ЛГ: Ну что ж, поговорим о свободе и несвободе. Сергей Владимирович Урсуляк работает сейчас над экранизацией романа Василия Гроссмана «Жизнь и судьба». 12 серий для телеканала «Россия». Такое эпохальное произведение, как считают некоторые эксперты, через которое красной нитью проходит тема свободы и несвободы. Его сейчас не очень знают. Им зачитывались в конце 80-х — начале 90-х, когда оно было опубликовано. В советское время оно было запрещено. Когда оно появилось, им стали зачитываться.

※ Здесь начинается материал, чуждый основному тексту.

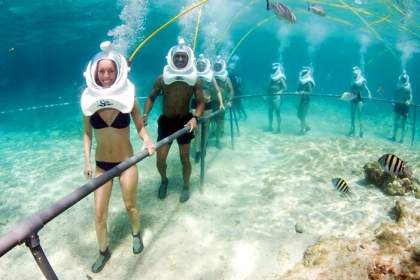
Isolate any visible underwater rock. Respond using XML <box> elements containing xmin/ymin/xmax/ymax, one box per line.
<box><xmin>278</xmin><ymin>199</ymin><xmax>420</xmax><ymax>280</ymax></box>
<box><xmin>363</xmin><ymin>161</ymin><xmax>418</xmax><ymax>196</ymax></box>
<box><xmin>295</xmin><ymin>223</ymin><xmax>304</xmax><ymax>233</ymax></box>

Так вот, сейчас Сергей Урсуляк работает над этой картиной. И в связи с этим газета «Аргументы и факты» взяла у него интервью. В частности, Сергею Урсуляку был задан вопрос: «Свобода... Мы вроде бы за нее уже не один век боремся. Но стоит нам одержать победу, как другой конец этой палки больно бьет нас по голове». Вы согласны с таким утверждением?

НО: Согласна.

ЛГ: «Так как по-настоящему мы свободными никогда не были, — утверждает Сергей Урсуляк, — то не очень хорошо понимаем, что такое свобода и нужна ли она нам. Мы гораздо больше привыкли к несвободе, и это привело к полному инфантилизму. Мы совершенно не умеем отвечать за себя и за свои поступки. Государство поможет, государство защитит». То есть, по его мнению, мы с вами немножко разучились думать. И в этом наша беда. «Так, вероятно, устроена жизнь, — говорит Сергей Урсуляк. — Поскольку у нас — у российского общества — нет системы самоочищения, как в океане. В океан может попасть любая гадость, но он с ней справится, не дав заразе отравить все слои. У нас такого рефлекса не выработалось, поскольку нет навыка самим разбираться с заразой — мы ждем, что за нас это сделает кто-то другой. Государство, к примеру». Вот такая история. То есть, и об этом в принципе говорят многие, а зачем нам свобода? Так устроено у нас государство.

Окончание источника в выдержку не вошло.